AI content is currently in the Wild West phase – you generate what works. There are no transparency rules. China and OpenAI are working on countermeasures.
In addition to the issue of copyright on training content for AI models, another fundamental question is troubling the AI industry: What about all the AI content that is barely recognizable as such (images) or is no longer recognizable (texts)?
What consequences could this lack of transparency in AI content have for society? Are we facing information clogging and mass layoffs in the media industry? Are essays and term papers dead? Is a fake news and spam wave rolling toward us? Of course, all of these problems already exist. But AI automation could take scaling to a new level.
In order for our society to be able to make a conscious decision at all and regulate these and similar questions, we first need transparency. Behind which work is a human being, behind which is a machine? Without this transparency, attempts at regulation will have a hard time.
China bans AI media without watermark
The Chinese Cyberspace authority, which among other things regulates and censors the Internet in China, bans the creation of AI media without watermarks.
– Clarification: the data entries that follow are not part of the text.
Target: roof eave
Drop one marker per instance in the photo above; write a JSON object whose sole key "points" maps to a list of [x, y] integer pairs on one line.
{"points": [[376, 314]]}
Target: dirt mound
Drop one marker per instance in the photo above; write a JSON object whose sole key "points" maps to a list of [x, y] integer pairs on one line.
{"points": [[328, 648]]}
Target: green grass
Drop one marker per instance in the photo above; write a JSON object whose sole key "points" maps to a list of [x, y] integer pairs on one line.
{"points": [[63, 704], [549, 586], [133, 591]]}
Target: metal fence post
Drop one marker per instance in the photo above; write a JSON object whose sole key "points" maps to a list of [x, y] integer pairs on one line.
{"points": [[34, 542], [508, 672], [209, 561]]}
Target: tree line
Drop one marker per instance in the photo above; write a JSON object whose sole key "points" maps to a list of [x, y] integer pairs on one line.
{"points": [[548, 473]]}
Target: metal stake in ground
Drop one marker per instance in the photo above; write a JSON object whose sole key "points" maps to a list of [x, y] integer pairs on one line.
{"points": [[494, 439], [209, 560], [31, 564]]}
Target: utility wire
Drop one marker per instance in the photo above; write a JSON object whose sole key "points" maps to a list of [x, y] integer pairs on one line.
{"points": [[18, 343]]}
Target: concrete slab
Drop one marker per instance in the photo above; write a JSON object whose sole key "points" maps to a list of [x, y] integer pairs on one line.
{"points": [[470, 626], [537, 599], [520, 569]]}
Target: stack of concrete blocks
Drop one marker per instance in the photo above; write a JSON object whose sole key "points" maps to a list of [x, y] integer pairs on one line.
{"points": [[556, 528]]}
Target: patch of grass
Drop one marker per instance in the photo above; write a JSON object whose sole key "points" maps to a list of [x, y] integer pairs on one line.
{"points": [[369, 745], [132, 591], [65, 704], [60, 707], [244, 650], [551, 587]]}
This new rule will take effect from January 10, 2023.
The authority speaks of the dangers posed by “deep synthesis technology,” which, while meeting user needs and enhancing the user experience, is also abused to spread illegal and harmful information, damage reputations, and forge identities.
These scams would endanger national security and social stability, according to a statement from the authority. New products in this segment must first be evaluated and approved by the authority.
The authority stresses the importance of watermarks that identify AI content as such, while not restricting the function of the software. These watermarks must not be deleted, manipulated or hidden. Users of the AI software must register for accounts using their real names, and their generations must be traceable, says the authority.
OpenAI explores detection systems for AI texts
Unlabeled AI-generated texts in particular could pose new challenges for society. One example is the education system, which has partly feared the death of homework since the introduction of ChatGPT.
And rightly so: large language models like ChatGPT are particularly good at reproducing frequently written down and clearly documented knowledge in new words in a compact, understandable and largely error-free way. They are therefore tailor-made for school assignments, which are usually based on existing, relatively basic knowledge.
Other examples of the potentially harmful use of AI texts include sophisticated spam or the mass distribution of fraudulent content and propaganda on fake websites or social media profiles. All of this is already happening, but large language models could increase the quality and volume of this content.
OpenAI, the company behind ChatGPT and GPT-3, is therefore working on making AI-generated content detectable through technical, statistical marking. The company is aiming for a future in which it will be much harder to pass off an AI-generated text as written by a human.
The company is experimenting with a server-level cryptographic wrapper for AI text that can be recognized as a watermark via a key. The same key is used as a watermark and for the authenticity check.
“Empirically, a few hundred tokens seem to be enough to get a reasonable signal that yes, this text came from [an AI system]. In principle, you could even take a long text and isolate which parts probably came from [the system] and which parts probably didn’t,” says University of Texas computer science professor Scott Aaronson, who is currently a visiting researcher at OpenAI working on the system.
OpenAI’s researchers plan to present this system in more detail in a paper in the coming months. It is also just one of the detection techniques currently being researched, the company says.
But even if OpenAI or another company succeeds in implementing a working detection mechanism and the industry can agree on a standard, it probably won’t solve the AI transparency problem once and for all.
Stable Diffusion shows that generative open source AI can compete with commercial offerings. This could also apply to language models. In addition to labeling AI-generated content, an authentication system for human authorship might also be required in the future.
This text was written entirely by a human (Matthias Bastian).